The artist is not “crucified on an easel.” An easel is a tool of labor, maybe even a creator’s refuge. But here’s the self-portrait “Crucifixion” by Minas — a painting where the artist is really crucified, here it contains a human and creative concept of life — this completely sweeps away the spectacular phrase “Crucified on an Easel.” I wanted students not to be afraid to sacrifice an effective word in the name of meaning and to be able to defend their point of view, to justify it. Here I ask you to convey my respect to Lilit Sargsyan and Knarik Vardanyan.

And what did Armenia give you in general?

The best years of my life, both creative and personal, have passed in Armenia. In Latvia, for 20 years now, I have not had the opportunity to communicate not only with Armenian, but also with Latvian artists. It is a fact. I don’t regret it, because love is sacrificial.

And then, such phrases as Great Latvia or Great Poland are perceived (by me in any case) as absurdity, while Great Armenia is still Great for me today. As an art critic, let me remind you that achievements in science tend to become obsolete, while in art nothing becomes obsolete and is always open to aesthetic pleasure and modern interpretation. Armenia in this sense is an inexhaustible storehouse of beauty and wisdom.

In Armenia, I learned the joy of lively communication with young people, my students with their inquisitive mind and thirst for knowledge of the world of art.

Armenia is my second homeland.

Yes, I do not forget your words when you returned from a trip from Poland: “Here I am again in my native land.”

Armenia has truly become dear to you, Armenia sheltered me, I am still a citizen of Armenia. Armenia gave me the opportunity to get acquainted personally with one of the world’s most ancient cultures, to really broaden my horizons and fully realize the modest scale of my own knowledge.

Some great Armenian artists live in Riga. Living in Latvia, do you keep in touch with local Armenians?

The answer is no, and here’s why. Arriving in Latvia in 2000 at the request of my mother, all the years until her death in 2018, I helped her was with her. This was my mission. I am infinitely sorry for my mom. I was born in Riga Central Prison. Then my mother was sent with me to the Mordovian camp, where two years later it was supposed to take me away from her and send me to an orphanage. Then my grandmother, who was in exile in the city of Chernogorsk (Khakassia), took me to her.

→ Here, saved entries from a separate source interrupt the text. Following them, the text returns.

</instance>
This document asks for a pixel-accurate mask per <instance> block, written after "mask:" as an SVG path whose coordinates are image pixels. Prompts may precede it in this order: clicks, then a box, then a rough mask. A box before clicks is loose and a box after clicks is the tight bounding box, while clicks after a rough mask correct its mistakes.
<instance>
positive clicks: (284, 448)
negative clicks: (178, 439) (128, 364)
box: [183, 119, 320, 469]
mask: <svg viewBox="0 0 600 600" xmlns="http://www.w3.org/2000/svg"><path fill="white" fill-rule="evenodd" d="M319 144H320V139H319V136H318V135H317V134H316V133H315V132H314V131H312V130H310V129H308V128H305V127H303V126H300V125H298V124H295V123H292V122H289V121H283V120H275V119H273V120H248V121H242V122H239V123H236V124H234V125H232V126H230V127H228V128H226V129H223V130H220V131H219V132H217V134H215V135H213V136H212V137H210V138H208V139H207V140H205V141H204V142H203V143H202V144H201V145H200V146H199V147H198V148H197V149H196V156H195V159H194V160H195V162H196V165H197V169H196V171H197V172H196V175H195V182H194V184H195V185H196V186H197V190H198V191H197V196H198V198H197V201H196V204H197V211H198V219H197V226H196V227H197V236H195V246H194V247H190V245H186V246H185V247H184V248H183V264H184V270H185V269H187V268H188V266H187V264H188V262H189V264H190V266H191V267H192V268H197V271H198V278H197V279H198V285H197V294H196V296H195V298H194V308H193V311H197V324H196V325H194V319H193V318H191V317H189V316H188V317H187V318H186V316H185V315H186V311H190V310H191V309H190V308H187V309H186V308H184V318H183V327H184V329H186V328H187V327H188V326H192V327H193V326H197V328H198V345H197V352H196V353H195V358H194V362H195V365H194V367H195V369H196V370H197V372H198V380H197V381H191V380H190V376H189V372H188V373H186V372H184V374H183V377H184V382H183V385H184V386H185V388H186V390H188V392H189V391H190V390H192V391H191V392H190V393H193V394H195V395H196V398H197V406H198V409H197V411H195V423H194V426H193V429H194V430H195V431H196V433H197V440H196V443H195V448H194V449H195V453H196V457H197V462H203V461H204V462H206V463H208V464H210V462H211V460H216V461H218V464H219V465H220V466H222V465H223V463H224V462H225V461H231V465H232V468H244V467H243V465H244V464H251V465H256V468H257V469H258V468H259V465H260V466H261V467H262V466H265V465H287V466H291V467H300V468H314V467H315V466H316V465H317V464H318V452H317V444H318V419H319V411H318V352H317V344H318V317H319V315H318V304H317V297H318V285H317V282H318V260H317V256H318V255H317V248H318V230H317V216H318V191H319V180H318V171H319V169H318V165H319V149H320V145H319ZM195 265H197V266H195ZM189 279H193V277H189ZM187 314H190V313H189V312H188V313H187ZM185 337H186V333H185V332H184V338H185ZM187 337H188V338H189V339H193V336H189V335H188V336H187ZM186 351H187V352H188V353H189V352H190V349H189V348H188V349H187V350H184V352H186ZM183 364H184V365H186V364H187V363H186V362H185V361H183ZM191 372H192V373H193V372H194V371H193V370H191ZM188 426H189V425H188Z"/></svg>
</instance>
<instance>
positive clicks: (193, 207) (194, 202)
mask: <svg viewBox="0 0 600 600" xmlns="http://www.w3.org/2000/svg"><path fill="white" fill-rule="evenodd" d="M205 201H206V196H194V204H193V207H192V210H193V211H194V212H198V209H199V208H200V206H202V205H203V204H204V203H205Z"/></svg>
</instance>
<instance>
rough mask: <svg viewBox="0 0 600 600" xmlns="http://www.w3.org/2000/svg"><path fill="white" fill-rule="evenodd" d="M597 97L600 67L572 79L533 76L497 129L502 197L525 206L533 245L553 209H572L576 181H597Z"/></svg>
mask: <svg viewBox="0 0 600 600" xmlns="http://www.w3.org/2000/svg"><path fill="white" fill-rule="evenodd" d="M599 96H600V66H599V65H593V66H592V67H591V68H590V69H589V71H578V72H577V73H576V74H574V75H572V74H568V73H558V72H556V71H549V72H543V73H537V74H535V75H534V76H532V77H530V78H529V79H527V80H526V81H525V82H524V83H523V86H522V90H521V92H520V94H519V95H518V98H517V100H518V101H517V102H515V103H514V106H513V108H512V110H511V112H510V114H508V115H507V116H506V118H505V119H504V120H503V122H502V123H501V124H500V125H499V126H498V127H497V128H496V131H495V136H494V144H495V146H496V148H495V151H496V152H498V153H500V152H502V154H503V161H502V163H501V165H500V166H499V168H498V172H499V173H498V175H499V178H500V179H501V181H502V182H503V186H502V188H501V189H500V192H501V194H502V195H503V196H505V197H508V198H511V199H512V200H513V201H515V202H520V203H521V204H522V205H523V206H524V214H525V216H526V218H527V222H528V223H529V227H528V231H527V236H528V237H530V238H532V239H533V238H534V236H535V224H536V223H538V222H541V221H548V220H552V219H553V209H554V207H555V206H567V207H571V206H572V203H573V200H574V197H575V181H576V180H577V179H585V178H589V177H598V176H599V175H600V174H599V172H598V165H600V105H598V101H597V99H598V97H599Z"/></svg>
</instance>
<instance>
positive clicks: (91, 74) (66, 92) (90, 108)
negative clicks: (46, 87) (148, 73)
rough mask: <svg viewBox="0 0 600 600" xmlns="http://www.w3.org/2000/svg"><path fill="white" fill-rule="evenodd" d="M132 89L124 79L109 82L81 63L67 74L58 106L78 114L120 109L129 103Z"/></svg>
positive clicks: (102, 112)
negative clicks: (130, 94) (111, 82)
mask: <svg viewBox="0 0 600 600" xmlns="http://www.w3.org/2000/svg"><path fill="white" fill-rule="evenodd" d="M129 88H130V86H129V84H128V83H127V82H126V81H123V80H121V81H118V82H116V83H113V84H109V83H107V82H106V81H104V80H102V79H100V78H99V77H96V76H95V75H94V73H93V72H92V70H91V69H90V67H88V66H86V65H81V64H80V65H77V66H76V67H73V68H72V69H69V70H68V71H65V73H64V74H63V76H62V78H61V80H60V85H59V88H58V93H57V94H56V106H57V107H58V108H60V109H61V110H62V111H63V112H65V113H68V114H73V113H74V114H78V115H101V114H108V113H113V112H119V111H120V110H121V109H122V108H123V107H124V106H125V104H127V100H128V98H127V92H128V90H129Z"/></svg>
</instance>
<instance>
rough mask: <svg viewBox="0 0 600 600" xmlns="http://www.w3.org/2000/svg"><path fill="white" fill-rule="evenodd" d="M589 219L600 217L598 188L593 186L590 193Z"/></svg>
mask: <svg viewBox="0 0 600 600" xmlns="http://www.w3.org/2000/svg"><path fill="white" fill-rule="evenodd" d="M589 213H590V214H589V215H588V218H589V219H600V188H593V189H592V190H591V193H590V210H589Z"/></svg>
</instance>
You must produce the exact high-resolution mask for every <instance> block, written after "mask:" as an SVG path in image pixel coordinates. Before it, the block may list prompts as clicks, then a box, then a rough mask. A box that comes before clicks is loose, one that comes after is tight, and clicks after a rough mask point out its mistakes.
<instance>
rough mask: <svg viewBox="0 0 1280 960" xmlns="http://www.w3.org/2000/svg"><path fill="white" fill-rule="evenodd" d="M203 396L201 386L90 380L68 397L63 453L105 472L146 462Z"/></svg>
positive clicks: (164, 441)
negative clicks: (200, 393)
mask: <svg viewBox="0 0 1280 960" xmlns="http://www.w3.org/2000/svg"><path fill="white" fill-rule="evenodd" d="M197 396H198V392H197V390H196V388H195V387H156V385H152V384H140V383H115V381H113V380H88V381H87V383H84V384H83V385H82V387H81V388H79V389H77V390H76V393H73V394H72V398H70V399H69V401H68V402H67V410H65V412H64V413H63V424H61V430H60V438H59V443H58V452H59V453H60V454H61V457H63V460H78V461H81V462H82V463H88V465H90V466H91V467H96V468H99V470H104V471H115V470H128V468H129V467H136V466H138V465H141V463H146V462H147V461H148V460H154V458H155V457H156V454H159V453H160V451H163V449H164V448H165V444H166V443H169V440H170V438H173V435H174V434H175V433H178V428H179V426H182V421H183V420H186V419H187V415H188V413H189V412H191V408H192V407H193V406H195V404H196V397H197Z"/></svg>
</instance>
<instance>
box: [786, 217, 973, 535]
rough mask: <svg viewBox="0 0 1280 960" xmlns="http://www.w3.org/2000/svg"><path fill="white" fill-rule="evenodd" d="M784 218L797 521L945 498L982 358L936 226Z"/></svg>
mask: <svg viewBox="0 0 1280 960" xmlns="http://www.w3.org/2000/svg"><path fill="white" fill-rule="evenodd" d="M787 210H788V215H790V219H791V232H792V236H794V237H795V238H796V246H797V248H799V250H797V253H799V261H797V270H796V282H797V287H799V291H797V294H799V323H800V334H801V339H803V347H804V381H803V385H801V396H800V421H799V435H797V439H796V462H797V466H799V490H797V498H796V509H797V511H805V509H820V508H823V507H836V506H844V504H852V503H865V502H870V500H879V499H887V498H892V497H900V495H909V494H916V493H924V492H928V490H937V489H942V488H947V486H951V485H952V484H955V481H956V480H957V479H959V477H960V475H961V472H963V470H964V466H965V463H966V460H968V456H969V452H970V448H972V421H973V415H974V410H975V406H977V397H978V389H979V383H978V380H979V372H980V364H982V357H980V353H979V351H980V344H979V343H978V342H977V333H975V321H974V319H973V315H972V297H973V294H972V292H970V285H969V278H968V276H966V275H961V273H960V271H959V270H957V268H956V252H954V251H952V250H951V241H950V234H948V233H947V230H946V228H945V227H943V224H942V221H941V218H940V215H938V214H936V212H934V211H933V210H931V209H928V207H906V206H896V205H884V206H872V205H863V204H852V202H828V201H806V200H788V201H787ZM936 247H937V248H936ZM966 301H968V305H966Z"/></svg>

I called her mom until I was seven. It was my grandmother who introduced me to the world of music (she was a student of Rimsky-Korsakov, but did not graduate from the St. Petersburg Conservatory). But I am not talking about that now. I will tell you about one episode in my mother’s life, when after the Mordovian camp she was redirected to Siberia. During logging work, her leg was injured and showed signs of gangrene. The doctor told us about the need to amputate the leg. And then my mother said how a dog began to come to her every day, licking her wound, and she did this until the need for amputation disappeared. I cried bitterly for this. But I also cried when, getting acquainted with the work of Vostanik Adoyan (Arshile Gorky), I learned that his mother had died of hunger in Yerevan in 1919.

In Aluksne, I still teach piano at the Children’s Music School. But, I repeat, a lively contact with artists remained in Armenia, not in Latvia. You know, I still cannot even visit the Armenian Church of St. Gregory the Illuminator in Riga, although there are only 203 kilometers from Aluksne to Riga. I live in the provincial Latvian town of Aluksne, notable, however, for the fact that it was from here that Peter the Great took Marta Skavronskaya, the future Empress Catherine the First, as his wife. Of course, while teaching at the School of Arts, I got acquainted with the history of Latvian art, including contemporary art, but not through personal communication, as in Armenia.

You follow the events in Armenia. Now the country is again in crisis. The words and wishes of such a connoisseur and Friend of our country as you sound like a balm for our hearts.

Artsakh, Nagorno-Karabakh, historically belongs to Armenia. I am with you, brothers Armenians! I am a citizen of Armenia!